Ravelcare IPO Analyzed: Key Details for Investors
Ravelcare, a beauty and personal care brand, is going public! They’re selling shares to the public through an Initial Public Offering (IPO), which means regular people can now buy pieces of the company. This IPO will happen on December 1, 2025, and offers a chance for investors to get in on the company’s growth. It’s important to understand how this works before investing.
Key Points
- Ravelcare IPO opens December 1, 2025, for public subscription.
- Shares priced between ₹123 and ₹130 per share, minimum 1,000 shares.
- Retail investors need ₹260,000 (two lots) to apply.
- HNIs need ₹390,000 (three lots) or 3,000 shares to invest.
- Company uses funds for marketing and a new factory expansion.
- Revenue increased 13% to ₹24.97 crore in the last year.

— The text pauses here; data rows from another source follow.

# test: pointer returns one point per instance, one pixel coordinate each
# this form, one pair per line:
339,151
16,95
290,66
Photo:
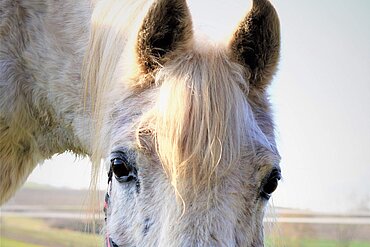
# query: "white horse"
184,127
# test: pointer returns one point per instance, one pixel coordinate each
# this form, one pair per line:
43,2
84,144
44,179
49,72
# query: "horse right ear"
256,43
166,30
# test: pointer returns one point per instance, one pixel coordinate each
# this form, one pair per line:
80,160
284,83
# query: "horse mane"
199,119
201,114
111,25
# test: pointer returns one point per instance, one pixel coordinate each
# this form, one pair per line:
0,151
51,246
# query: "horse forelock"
201,120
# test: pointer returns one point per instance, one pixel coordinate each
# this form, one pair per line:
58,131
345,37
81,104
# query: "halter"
108,241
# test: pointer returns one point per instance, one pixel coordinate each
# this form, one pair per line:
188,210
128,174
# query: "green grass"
4,242
294,242
36,231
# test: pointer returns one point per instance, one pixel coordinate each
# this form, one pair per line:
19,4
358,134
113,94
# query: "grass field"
293,242
30,232
17,231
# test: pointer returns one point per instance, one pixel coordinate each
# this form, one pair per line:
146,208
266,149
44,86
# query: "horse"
183,126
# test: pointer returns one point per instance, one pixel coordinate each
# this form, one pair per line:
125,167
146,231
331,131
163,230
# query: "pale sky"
321,99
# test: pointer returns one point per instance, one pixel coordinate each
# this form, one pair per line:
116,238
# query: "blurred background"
321,102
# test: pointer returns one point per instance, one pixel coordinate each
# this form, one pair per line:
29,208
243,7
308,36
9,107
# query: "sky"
320,97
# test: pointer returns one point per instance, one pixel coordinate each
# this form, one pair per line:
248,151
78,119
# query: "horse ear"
166,29
256,43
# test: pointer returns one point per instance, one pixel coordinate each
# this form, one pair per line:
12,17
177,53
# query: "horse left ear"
256,43
166,30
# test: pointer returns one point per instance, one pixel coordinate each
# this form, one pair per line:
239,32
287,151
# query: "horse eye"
271,184
123,171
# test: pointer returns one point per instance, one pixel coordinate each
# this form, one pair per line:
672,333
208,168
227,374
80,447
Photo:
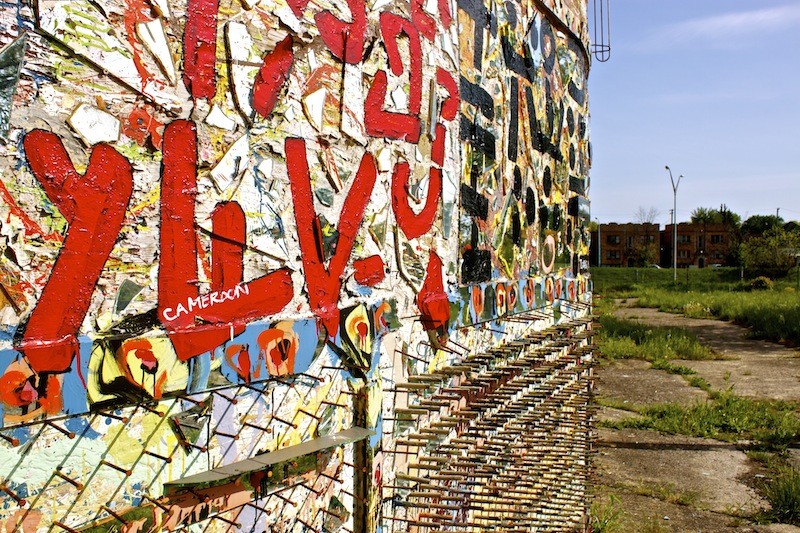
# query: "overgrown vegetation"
606,515
620,339
717,292
770,424
783,495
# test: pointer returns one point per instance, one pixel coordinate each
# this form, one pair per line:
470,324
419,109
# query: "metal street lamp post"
599,245
674,223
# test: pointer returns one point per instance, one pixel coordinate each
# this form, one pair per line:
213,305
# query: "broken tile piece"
244,66
353,104
217,117
94,125
10,64
232,165
384,159
152,36
83,28
400,99
314,107
161,7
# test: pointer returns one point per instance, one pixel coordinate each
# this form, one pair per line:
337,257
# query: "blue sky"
710,88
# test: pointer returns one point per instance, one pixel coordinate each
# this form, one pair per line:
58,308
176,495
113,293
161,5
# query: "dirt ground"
677,483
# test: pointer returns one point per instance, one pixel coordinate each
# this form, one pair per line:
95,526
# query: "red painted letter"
200,48
197,324
324,283
94,205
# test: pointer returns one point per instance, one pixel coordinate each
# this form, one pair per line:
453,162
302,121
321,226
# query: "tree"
772,252
760,224
645,250
723,215
646,215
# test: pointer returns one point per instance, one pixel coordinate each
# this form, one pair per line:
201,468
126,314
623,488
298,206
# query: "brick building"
699,245
629,245
625,245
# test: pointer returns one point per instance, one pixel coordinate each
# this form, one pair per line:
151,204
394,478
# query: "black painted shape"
577,185
569,232
477,96
544,215
474,203
574,206
536,135
547,182
558,218
513,127
511,14
530,206
476,266
572,156
516,226
571,121
579,95
541,143
477,136
480,15
517,183
549,60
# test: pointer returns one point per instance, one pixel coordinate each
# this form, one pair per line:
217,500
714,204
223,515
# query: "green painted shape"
11,58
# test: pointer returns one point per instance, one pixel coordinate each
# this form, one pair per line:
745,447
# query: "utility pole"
599,245
674,223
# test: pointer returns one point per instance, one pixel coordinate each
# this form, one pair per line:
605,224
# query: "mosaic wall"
293,265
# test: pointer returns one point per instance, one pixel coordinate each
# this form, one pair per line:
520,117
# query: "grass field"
772,314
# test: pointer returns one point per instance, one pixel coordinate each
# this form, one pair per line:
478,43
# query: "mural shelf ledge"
266,460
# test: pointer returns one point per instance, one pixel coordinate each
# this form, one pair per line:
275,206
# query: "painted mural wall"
287,265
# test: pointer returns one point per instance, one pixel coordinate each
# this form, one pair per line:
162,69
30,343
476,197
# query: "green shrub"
606,516
726,416
623,339
762,283
783,495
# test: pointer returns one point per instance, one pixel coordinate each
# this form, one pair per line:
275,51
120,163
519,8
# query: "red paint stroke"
271,77
345,40
444,13
432,300
94,207
324,283
31,226
423,21
449,106
388,124
137,11
227,245
392,26
414,224
369,271
200,48
140,125
198,323
437,149
238,358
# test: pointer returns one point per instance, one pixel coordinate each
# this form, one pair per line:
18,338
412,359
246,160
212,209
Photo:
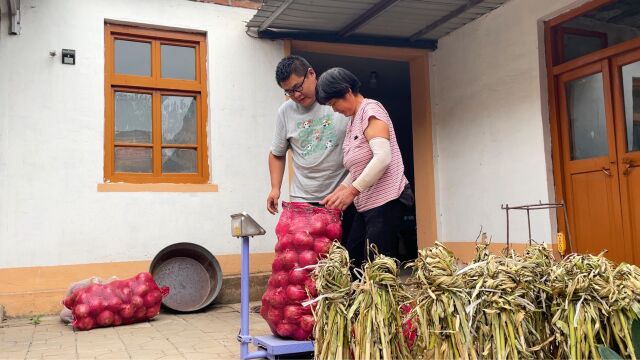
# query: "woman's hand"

The IPO allows Ravelcare to raise money. They plan to use approximately ₹11.5 crore to promote their products and ₹7.8 crore to build a new factory in Amravati. This expansion shows the company’s growth ambitions.

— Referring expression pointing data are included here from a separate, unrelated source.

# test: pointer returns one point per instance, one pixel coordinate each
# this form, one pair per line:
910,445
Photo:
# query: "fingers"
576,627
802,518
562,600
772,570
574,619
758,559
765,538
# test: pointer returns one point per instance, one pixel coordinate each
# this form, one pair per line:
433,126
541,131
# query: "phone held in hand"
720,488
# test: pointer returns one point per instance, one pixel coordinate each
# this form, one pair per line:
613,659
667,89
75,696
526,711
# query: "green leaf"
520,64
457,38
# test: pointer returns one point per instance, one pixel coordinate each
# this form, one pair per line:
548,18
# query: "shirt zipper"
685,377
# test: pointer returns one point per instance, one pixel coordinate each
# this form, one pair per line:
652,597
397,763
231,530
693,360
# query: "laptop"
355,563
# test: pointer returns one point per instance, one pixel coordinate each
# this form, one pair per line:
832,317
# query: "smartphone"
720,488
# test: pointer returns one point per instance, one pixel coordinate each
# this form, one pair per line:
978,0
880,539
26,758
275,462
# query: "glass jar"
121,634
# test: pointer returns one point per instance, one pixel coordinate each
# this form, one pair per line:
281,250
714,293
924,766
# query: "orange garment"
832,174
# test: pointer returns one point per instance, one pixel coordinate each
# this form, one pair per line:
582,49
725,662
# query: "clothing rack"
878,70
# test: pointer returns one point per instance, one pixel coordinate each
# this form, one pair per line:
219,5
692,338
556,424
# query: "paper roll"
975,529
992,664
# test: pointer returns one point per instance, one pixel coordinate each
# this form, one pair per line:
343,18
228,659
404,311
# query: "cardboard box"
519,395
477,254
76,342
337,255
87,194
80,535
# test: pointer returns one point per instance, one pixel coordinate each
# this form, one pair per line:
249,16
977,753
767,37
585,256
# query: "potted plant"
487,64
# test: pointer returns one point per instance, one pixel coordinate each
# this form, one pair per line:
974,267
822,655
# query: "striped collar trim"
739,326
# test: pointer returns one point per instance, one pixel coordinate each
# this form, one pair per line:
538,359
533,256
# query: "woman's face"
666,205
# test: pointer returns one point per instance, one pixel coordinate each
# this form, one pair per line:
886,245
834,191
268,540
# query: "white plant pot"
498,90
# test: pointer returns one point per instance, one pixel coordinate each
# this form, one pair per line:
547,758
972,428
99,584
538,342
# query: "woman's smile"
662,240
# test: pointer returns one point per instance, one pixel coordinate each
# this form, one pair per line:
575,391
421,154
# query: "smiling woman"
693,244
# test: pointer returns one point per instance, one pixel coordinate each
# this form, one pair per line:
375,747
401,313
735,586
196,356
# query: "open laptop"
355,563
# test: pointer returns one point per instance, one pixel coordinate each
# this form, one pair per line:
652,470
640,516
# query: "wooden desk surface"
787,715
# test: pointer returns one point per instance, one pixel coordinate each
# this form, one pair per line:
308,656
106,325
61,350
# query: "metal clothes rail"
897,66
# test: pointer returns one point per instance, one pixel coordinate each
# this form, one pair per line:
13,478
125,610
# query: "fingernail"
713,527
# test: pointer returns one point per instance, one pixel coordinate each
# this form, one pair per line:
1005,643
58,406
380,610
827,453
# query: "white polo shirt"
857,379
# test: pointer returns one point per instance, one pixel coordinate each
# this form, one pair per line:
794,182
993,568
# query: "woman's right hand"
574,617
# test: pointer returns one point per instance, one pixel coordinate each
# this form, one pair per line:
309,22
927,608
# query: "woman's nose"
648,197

Investors can apply for shares between ₹123 and ₹130 each. To buy two lots, a retail investor needs a minimum of ₹260,000. High-net-worth individuals could buy three lots for a minimum of ₹390,000.

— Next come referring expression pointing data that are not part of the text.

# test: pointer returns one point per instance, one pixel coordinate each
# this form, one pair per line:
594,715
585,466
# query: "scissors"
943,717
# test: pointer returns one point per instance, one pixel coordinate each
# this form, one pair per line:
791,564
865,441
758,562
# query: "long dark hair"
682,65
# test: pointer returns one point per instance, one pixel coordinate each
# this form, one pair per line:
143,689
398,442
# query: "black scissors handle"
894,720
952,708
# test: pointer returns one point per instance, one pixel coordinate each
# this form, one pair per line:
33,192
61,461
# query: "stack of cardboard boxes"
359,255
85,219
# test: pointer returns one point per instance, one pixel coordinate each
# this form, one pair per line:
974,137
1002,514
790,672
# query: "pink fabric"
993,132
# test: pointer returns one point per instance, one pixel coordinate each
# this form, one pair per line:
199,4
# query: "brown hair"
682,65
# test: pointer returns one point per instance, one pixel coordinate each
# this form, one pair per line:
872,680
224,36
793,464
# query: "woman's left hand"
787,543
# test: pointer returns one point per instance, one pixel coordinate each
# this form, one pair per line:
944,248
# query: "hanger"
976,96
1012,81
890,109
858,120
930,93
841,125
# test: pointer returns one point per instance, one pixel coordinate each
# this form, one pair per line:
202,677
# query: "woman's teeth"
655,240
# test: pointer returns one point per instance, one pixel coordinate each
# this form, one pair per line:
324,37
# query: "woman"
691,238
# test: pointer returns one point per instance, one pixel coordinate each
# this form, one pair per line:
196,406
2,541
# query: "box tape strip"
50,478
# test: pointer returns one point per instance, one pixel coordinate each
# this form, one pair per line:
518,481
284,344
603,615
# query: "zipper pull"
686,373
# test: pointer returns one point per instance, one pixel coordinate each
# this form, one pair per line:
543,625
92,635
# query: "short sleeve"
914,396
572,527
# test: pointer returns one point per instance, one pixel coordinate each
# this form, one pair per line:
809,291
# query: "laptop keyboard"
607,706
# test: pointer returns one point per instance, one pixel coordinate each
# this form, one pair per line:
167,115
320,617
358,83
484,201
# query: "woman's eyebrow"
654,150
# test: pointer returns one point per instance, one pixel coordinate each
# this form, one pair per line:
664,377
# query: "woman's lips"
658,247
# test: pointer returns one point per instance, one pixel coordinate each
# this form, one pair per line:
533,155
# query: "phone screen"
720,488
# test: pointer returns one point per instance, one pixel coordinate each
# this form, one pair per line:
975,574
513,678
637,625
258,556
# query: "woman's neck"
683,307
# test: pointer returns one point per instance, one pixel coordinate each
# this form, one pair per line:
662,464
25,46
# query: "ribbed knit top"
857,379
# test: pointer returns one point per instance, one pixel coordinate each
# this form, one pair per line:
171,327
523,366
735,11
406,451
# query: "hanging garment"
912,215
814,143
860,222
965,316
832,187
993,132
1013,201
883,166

The subscription window, where you can place your share applications, will likely be open for three days, potentially closing on Wednesday, December 3, 2025. After that, the company will decide who gets shares, and the listing on the BSE SME platform is expected on Monday, December 8, 2025.
Kfintech Technologies is managing the IPO process, while Marwadi Chandrana Intermediaries Brokers is the lead manager. Recent unlisted share trading prices showed strong demand, with shares valued at ₹146, up 12.3%.
Ravelcare’s financial performance has been strong. Their revenue grew by 13% to ₹24.97 crore, and their profits increased by 4.6% to ₹5.25 crore. These numbers demonstrate the company’s rising success.
“Understanding the IPO details and Ravelcare’s financial health is crucial for making informed investment decisions.”